Hundreds of tonnes a day was burned, churning out huge amounts of sulphurous gases which poisoned the workers, other residents and livestock, and created acid rain throughout the region. Some days the blanket of smog over the region was so bad that miners and farmers could hardly leave their homes and couldn’t work, losing them days of pay.

Residents persisted in their opposition to the open air refining process and began attempting to pressure officials. In one letter to the Spanish Queen the Anti-Smoke League described the process, which had been banned in England 24 years prior, as, “the most primitive metallurgical process, already discarded by science and banned in the civilised world.”

On 1 February 1888 miners in the Río Tinto copper mine began a strike which grew over the next two days. At the same time farmers prepared a march on Río Tinto to demand the mayor take action and end open air calcination.

On 4 February, both demonstrations came together, numbering 12,000, at an entrance to the town. They united and marched to the town square chanting the slogans “Down with the fumes!” and “Long live agriculture!”

Upon entering the square the political leaders of the movement gave speeches and spoke to the mayor, attempting to negotiate. However, the civil Governor of Huelva, Augustin Bravo, arrived and attempted to “restore order”. He refused to let the local government restrict the calcinations and headed to the balcony to rebuke the protestors.

He asked the workers if they were happy with their wages and, when they replied that they weren’t, said he would negotiate with the mine owners. The workers chided him that they had been unemployed for three days and needed the result soon.

El Socialista newspaper reported that the mayor returned again with the Colonel of the Pavia Regiment. Waiting for him to speak the crowd “remained silent as at mass. Then the misfortunes occurred.”

In the silence, a shot was discharged with little clear indication of where it had come from or who gave the order. Another volley of shots, was then fired into the crowd at point blank range, and then officers began attacking with bayonets. The massacre lasted just fifteen minutes with an official death tole of 13, though many claim more than 150 people died, with witness reports at the time claiming the bodies were dumped or thrown into abandoned mines.

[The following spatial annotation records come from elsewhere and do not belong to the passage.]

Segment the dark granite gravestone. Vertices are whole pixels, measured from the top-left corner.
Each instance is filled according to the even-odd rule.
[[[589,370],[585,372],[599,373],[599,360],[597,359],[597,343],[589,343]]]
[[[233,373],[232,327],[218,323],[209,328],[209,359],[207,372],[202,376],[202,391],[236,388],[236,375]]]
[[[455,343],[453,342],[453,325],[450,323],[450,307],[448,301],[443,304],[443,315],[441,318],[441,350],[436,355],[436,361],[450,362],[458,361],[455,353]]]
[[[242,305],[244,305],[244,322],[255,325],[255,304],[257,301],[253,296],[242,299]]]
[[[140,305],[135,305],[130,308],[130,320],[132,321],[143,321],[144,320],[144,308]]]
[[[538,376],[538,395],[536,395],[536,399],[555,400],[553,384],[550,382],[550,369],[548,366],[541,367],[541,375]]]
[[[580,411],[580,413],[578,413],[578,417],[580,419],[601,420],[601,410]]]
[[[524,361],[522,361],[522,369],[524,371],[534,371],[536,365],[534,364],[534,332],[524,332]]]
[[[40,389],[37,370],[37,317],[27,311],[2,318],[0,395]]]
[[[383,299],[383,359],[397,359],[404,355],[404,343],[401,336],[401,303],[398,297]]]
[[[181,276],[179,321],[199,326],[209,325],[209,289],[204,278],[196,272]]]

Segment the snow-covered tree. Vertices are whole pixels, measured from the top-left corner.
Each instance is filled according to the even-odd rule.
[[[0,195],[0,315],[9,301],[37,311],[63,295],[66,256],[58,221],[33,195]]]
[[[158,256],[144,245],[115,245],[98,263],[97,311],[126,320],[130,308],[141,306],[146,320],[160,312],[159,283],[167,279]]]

The bloody ending to the strike and protest got the events called “the year of the shots”. Much of the media blamed the protestors and downplayed the massacre, with the New York Times reporting that the striking miners were “a threatening mob” and that they had fired pistols and thrown dynamite cartridges.

The Spanish Government decreed later that year that there would be a halt on open air calcinations. However, in striking parallel to the disinformation modern fossil fuel companies engage in over climate change, the company sponsored studies which claimed that the sulphurous fumes were not only harmless but could help combat cholera! This led to the repeal and resumed legality of open air calcinations in 1890.

The story of the Río Tinto protest is a stark reminder that climate politics are class politics. That the world’s poor and working classes are already facing the sharpest edges of climate crises as they have done for centuries.

We should remember and celebrate the bravery of the workers who went up against Spain’s most powerful company for the environment and mourn their losses by building climate action with workers at its core, to overcome not just the destructive force of climate change but capitalism as well.